Oui, pour une plainte simple auprès du procureur. Mais pour une constitution de partie civile ou une action aux prud’hommes, l’avocat est obligatoire ou fortement conseillé.
Quel est le délai pour porter plainte après le dernier fait ?
6 ans pour le pénal (depuis 2022), 5 ans pour les prud’hommes. Attention : le délai court à partir du dernier acte de harcèlement.
Que faire si mon employeur ne réagit pas à mon signalement ?
Saisissez l’inspection du travail, le Défenseur des droits, ou directement le procureur. L’employeur peut être condamné pour manquement à son obligation de sécurité.
Les SMS et mails sont-ils des preuves valables ?
Oui, à condition de pouvoir les dater et de prouver leur authenticité. Les impressions d’écran sont acceptées, mais mieux vaut les faire constater par huissier.
Puis-je enregistrer une conversation avec mon harceleur ?
Oui, si vous êtes participant à la conversation, l’enregistrement est licite. En revanche, un enregistrement à l’insu de tous les participants peut être écarté.
Quelles sont les peines pour harcèlement sexuel en 2026 ?
Jusqu’à 3 ans de prison et 45 000 € d’amende, portés à 5 ans et 75 000 € en cas de circonstances aggravantes.
Puis-je être licencié pour avoir dénoncé un harcèlement ?
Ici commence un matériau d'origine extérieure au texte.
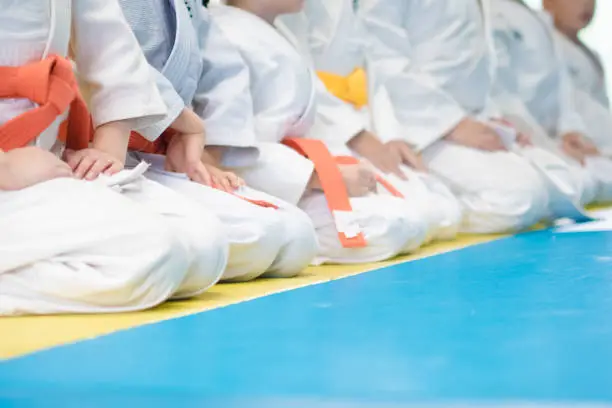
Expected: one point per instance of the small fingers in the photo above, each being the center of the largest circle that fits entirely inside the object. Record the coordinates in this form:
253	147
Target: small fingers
83	166
114	168
98	167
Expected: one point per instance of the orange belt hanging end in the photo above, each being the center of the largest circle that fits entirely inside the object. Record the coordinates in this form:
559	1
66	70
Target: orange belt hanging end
338	201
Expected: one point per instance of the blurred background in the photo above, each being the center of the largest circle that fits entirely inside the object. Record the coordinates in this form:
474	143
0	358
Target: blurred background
597	35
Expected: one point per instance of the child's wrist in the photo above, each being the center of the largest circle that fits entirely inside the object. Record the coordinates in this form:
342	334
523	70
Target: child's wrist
113	138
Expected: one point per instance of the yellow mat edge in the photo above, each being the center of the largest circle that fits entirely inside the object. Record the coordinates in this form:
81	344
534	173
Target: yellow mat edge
30	334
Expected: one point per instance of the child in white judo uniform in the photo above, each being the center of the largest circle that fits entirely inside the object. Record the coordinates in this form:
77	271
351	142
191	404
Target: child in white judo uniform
585	68
532	68
69	245
353	224
205	83
433	60
331	37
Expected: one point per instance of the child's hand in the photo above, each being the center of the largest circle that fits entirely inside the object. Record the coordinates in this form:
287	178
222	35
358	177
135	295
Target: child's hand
224	180
477	135
577	146
369	147
183	156
358	179
25	167
89	163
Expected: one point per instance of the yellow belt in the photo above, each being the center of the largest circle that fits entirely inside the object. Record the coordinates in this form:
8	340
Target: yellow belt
352	88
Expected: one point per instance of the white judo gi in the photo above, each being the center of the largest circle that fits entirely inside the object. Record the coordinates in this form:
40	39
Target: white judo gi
70	246
285	93
587	73
198	68
433	60
331	37
532	73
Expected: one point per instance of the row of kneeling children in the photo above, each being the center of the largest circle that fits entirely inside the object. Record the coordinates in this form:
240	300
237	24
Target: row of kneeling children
152	148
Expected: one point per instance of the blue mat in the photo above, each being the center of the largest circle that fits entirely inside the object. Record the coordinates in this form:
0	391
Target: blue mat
528	318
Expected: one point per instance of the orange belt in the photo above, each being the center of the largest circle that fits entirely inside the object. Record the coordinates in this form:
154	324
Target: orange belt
331	182
388	186
352	88
51	84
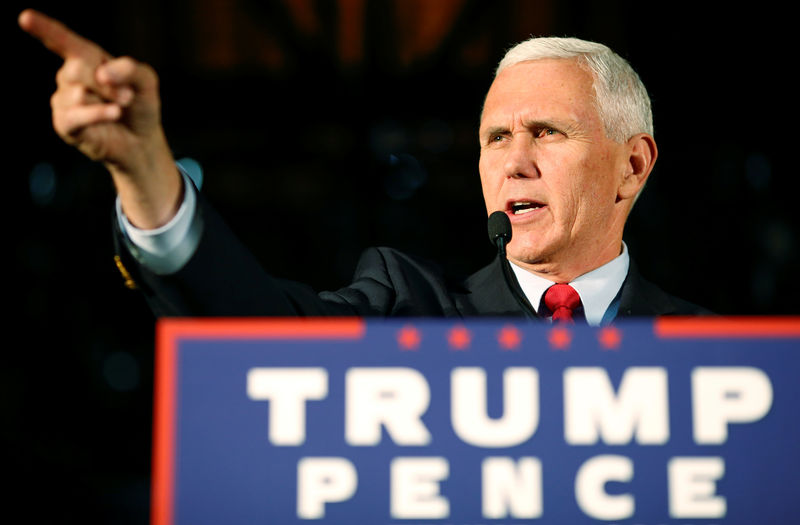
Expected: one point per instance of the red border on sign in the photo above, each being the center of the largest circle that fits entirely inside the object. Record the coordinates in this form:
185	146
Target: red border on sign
727	327
168	333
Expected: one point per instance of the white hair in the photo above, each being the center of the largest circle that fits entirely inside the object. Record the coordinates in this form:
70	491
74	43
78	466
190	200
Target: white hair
620	95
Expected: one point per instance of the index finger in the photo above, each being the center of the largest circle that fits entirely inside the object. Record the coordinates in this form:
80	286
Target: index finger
57	37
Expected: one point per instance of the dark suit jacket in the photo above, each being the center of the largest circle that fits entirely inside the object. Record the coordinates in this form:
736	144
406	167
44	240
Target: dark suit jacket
223	279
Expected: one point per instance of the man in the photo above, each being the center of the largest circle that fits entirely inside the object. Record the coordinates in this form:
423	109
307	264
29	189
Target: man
566	147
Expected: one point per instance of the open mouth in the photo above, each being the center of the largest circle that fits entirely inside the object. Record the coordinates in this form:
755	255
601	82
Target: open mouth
522	207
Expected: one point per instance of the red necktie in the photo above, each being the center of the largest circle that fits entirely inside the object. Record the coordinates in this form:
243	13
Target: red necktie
562	299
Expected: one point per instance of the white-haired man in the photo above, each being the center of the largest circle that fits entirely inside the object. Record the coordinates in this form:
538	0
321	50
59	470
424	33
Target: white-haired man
566	147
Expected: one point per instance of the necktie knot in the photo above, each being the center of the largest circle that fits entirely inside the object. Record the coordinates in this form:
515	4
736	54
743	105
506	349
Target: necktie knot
562	299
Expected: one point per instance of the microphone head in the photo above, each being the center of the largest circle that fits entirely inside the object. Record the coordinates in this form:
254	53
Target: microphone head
499	229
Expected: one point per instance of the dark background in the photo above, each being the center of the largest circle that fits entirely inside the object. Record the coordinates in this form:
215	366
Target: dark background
324	128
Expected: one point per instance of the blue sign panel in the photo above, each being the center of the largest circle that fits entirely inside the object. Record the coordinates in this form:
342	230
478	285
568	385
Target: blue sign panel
430	421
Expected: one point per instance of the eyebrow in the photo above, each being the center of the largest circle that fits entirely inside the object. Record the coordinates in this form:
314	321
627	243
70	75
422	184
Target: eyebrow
531	124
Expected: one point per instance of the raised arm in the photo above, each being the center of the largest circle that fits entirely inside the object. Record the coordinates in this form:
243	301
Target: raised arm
109	109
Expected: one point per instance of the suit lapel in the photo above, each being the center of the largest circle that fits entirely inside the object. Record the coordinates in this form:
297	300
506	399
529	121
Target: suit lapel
489	293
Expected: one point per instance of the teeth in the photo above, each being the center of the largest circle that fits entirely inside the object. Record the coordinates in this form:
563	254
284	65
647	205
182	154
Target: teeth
519	208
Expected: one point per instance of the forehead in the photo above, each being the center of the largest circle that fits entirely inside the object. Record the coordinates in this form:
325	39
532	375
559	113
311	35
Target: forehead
548	88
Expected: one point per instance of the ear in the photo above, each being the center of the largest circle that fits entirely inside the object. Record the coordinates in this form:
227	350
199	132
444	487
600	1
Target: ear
641	159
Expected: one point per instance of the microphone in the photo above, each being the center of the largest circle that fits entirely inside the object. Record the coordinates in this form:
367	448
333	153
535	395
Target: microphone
499	227
499	231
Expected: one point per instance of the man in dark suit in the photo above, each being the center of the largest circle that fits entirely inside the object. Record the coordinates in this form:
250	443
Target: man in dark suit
566	147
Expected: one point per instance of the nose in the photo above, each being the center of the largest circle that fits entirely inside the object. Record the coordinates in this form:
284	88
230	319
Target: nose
520	159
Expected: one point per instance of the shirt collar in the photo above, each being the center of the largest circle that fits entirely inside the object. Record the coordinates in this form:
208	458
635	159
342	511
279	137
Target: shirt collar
597	289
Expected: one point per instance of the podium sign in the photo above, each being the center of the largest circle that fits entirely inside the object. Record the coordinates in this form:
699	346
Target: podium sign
480	422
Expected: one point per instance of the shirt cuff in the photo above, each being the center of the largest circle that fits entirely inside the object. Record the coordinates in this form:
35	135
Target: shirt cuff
166	249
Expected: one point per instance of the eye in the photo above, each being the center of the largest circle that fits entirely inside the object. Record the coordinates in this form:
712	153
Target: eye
547	132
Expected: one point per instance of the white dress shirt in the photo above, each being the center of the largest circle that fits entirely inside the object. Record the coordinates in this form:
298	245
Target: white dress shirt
597	289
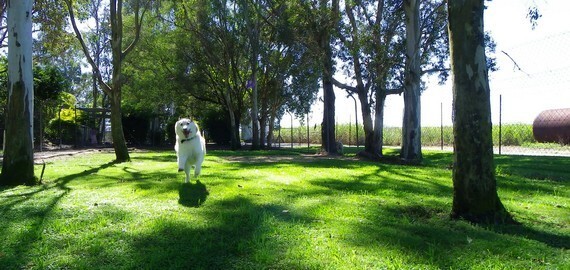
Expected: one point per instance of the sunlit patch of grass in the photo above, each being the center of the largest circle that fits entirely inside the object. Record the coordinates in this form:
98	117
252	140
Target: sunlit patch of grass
279	210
Non, la loi protège les lanceurs d’alerte. Tout licenciement lié à une dénonciation de harcèlement est nul. Vous pouvez demander réintégration et indemnités.
Combien coûte une procédure pour harcèlement ?
Les frais d’avocat varient (1 500 à 5 000 € selon la complexité). Vous pouvez demander l’aide juridictionnelle si vos revenus sont modestes.
Notre recommandation
Le harcèlement est une violence qui ne se guérit pas par le silence. En 2026, la plainte harcèlement France est plus accessible que jamais, grâce à des délais allongés et une jurisprudence protectrice. Mais la procédure reste technique : preuves, délais, choix de la voie pénale ou civile. Ne restez pas seul face à cette épreuve.
Pour une analyse personnalisée de votre situation et un accompagnement pas à pas, contactez un avocat expert via AvocatHarcèlement.fr. Notre cabinet vous offre une première consultation gratuite pour évaluer vos chances et vous guider dans le dépôt de votre plainte.
Vous n’êtes pas seul. La loi est de votre côté.
Sources et références
- Code pénal — articles 222-33 et 222-33-2.
- Code du travail — articles L1152-1 à L1153-6.
- Loi n° 2024-364 du 22 mars 2024 relative à la protection des lanceurs d’alerte.
- Circulaire du 15 janvier 2026 relative à la politique pénale en matière de harcèlement.
- Cass. soc., 12 janvier 2026, n° 25-10.001.
- Cass. crim., 5 février 2026, n° 25-80.002.
- CE, 10 mars 2026, n° 450000.
- Rapport du Défenseur des droits 2025 — Harcèlement au travail.